Berenbaum criticized Klein for launching his first press-release salvo based only on the short op-ed article, not on Roth's vast scholarly work.

"Mort Klein is wrong on substance, and he is introducing a tone of vulgarity to Jewish life, he said. "How can he attack a man who has written 25 books without reading a single one of them? Or a chapter of one of them?"

5.

Klein admitted that he had not read Roth's scholarly work before issuing his first criticism, but said that he has done so since then - and that he has found "troubling" aspects in Roth's scholarly writing. But he declined this week to elaborate.

Klein said that his status as a child of survivors gives him a basis for judging Roth's scholarship.

Some Jewish leaders and a number of Holocaust scholars countered that the anti Roth effort seemed more like a personal vendetta than a debate over the museum's future.

The ADL's Foxman pointed to a growing list of targets for Klein's highly personal attacks, including folk singer Pete Seeger and reporters Thomas Friedman and Mike Wallace.

Foxman emphasized that "there's nothing wrong with Mort Klein raising questions about this person because of what he's written. But that's not what he did - he raised the question having already come to his conclusion, and then started calling [Jewish leaders] around the country looking for support for his position, without any debate, without discussion. That's where it begins to look like McCarthyism. You don't ask, "Are you a communist?" You start with, "You are a communist, aren't you?"

6.

Klein was also accused of misrepresenting the position of a key Holocaust Council member. In his second press release on the subject, Klein cited a statement by Holocaust scholar Deborah Lipstadt in the Forward.
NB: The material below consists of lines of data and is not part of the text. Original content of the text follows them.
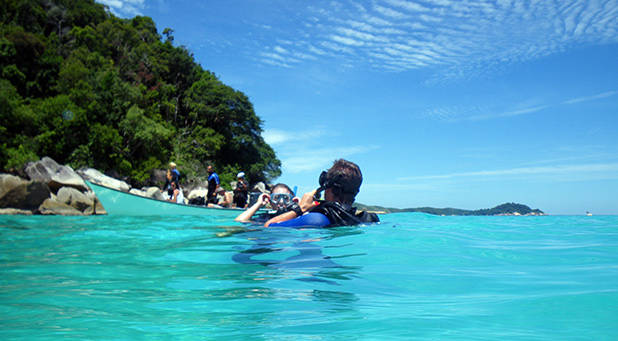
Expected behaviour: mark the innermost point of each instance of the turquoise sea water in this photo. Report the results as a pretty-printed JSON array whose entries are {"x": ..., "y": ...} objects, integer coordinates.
[{"x": 414, "y": 276}]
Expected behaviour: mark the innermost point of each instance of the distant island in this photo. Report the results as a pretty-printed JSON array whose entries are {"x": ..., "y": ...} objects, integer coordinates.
[{"x": 504, "y": 209}]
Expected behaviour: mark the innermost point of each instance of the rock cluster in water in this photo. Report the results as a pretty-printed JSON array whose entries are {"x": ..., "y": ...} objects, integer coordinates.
[
  {"x": 49, "y": 188},
  {"x": 46, "y": 187}
]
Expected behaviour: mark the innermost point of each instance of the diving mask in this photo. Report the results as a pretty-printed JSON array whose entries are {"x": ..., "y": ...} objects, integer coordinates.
[{"x": 280, "y": 200}]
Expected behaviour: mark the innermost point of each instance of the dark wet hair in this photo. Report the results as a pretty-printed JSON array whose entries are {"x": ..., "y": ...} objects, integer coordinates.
[{"x": 345, "y": 178}]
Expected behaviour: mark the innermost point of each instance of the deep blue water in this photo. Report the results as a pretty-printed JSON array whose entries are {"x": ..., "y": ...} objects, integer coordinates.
[{"x": 414, "y": 276}]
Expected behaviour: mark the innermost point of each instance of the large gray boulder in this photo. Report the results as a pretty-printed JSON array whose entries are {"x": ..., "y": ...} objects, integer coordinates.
[
  {"x": 75, "y": 198},
  {"x": 54, "y": 175},
  {"x": 99, "y": 178},
  {"x": 55, "y": 207},
  {"x": 96, "y": 209},
  {"x": 16, "y": 192}
]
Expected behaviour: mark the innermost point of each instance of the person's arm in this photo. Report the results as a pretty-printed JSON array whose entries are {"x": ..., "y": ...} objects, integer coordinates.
[
  {"x": 306, "y": 203},
  {"x": 173, "y": 199},
  {"x": 247, "y": 214},
  {"x": 311, "y": 219}
]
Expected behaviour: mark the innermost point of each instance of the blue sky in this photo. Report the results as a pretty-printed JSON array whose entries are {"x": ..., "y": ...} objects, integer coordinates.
[{"x": 443, "y": 103}]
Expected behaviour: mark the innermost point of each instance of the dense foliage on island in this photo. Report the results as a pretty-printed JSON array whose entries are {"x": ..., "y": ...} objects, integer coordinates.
[
  {"x": 504, "y": 209},
  {"x": 86, "y": 88}
]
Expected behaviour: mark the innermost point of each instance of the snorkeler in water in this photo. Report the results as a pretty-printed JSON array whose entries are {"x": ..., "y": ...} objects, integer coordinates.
[{"x": 340, "y": 185}]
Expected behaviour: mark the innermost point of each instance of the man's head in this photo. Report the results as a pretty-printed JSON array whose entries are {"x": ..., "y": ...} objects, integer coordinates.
[
  {"x": 342, "y": 181},
  {"x": 281, "y": 196}
]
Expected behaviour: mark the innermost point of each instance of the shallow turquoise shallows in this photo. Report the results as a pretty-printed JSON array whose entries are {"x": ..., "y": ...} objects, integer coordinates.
[{"x": 414, "y": 276}]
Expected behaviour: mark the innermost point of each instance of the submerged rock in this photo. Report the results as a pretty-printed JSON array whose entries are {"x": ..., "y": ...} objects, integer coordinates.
[
  {"x": 55, "y": 207},
  {"x": 54, "y": 175},
  {"x": 16, "y": 192},
  {"x": 74, "y": 198},
  {"x": 14, "y": 211}
]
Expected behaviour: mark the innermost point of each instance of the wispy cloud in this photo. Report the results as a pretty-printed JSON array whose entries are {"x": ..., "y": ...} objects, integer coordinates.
[
  {"x": 275, "y": 136},
  {"x": 295, "y": 158},
  {"x": 461, "y": 36},
  {"x": 124, "y": 8},
  {"x": 311, "y": 160},
  {"x": 591, "y": 98},
  {"x": 477, "y": 113},
  {"x": 549, "y": 170}
]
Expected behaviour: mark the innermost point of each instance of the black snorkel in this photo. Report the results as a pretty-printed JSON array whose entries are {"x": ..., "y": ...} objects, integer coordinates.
[{"x": 323, "y": 186}]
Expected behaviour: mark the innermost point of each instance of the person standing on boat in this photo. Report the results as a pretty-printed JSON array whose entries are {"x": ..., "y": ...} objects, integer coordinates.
[
  {"x": 177, "y": 195},
  {"x": 222, "y": 199},
  {"x": 241, "y": 192},
  {"x": 340, "y": 184},
  {"x": 213, "y": 183},
  {"x": 167, "y": 187},
  {"x": 175, "y": 172}
]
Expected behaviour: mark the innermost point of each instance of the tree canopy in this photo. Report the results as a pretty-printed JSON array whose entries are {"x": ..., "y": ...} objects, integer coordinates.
[{"x": 89, "y": 89}]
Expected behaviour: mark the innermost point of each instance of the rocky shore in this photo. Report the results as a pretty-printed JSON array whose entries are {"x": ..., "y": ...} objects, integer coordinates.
[{"x": 48, "y": 188}]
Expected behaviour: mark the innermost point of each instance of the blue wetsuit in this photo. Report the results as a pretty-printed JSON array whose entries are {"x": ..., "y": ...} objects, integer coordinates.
[{"x": 331, "y": 214}]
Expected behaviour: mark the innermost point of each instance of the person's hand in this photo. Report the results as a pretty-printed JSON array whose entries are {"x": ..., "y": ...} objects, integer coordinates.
[
  {"x": 306, "y": 202},
  {"x": 263, "y": 199}
]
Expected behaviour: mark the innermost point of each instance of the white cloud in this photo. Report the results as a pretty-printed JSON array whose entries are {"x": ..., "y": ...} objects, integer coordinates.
[
  {"x": 124, "y": 8},
  {"x": 549, "y": 170},
  {"x": 591, "y": 98},
  {"x": 276, "y": 136},
  {"x": 316, "y": 159},
  {"x": 463, "y": 38}
]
Lipstadt, he wrote, "said that Roth's Los Angeles Times op-ed was "odious."

But this week, the Emory University professor blasted Klein for leaving out the rest of her quote. In fact, she said, she had strongly praised Roth's appointment and objected to the way he was being "tarred and feathered."
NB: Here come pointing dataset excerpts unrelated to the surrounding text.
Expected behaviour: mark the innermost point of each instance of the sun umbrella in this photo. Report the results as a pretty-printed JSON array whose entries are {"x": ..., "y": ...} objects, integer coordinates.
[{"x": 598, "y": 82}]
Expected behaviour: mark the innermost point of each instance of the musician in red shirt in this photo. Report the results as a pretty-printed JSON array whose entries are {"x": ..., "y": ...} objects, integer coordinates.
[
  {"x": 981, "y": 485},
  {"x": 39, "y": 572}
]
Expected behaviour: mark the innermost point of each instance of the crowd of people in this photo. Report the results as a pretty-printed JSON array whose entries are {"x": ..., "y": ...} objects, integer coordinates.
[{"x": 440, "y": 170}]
"I am appalled, absolutely appalled," she said. "This is the height of intellectual dishonesty, to take a quote that clearly indicated I thought something unfair was being done to John Roth, and to use it to give the impression that I had criticized him."

Lipstadt said that she was uncomfortable with Roth's use of the Nazi analogy, but that "in no way does this offset his scholarship, or the fact that this man is a clear supporter of Israel."

Klein defended his use of Lipstadt's quote.

7.

"I very carefully stated that this is what people are saying in response to the Nazi-Israel analogy in his article," he said. "I wanted to make it clear that it was not only ZOA that was making the case that this was odious, that there were Holocaust scholars who found this odious."

This week, Holocaust Museum officials seemed to be standing by their man.

"Key members of the council are fully supportive of John Roth," said Holocaust Council chairman Miles Lerman. "We have no intention of caving in to anybody. If we're convinced we're on the right side of the issue, we'll stick to it."

Lerman refused to criticize Roth's attackers by name, but he made his anger and frustration plain. "If people want to attack the museum, that's inevitable,' he said. "But when they start using lies, that's completely unacceptable."

He also criticized some of the press coverage of the controversy.

"I'm a little surprised that the press hasn't gone deeper into it, and tried to understand that this is part of an assault implemented by a very small group who is trying to be vindictive in settling scores," he said.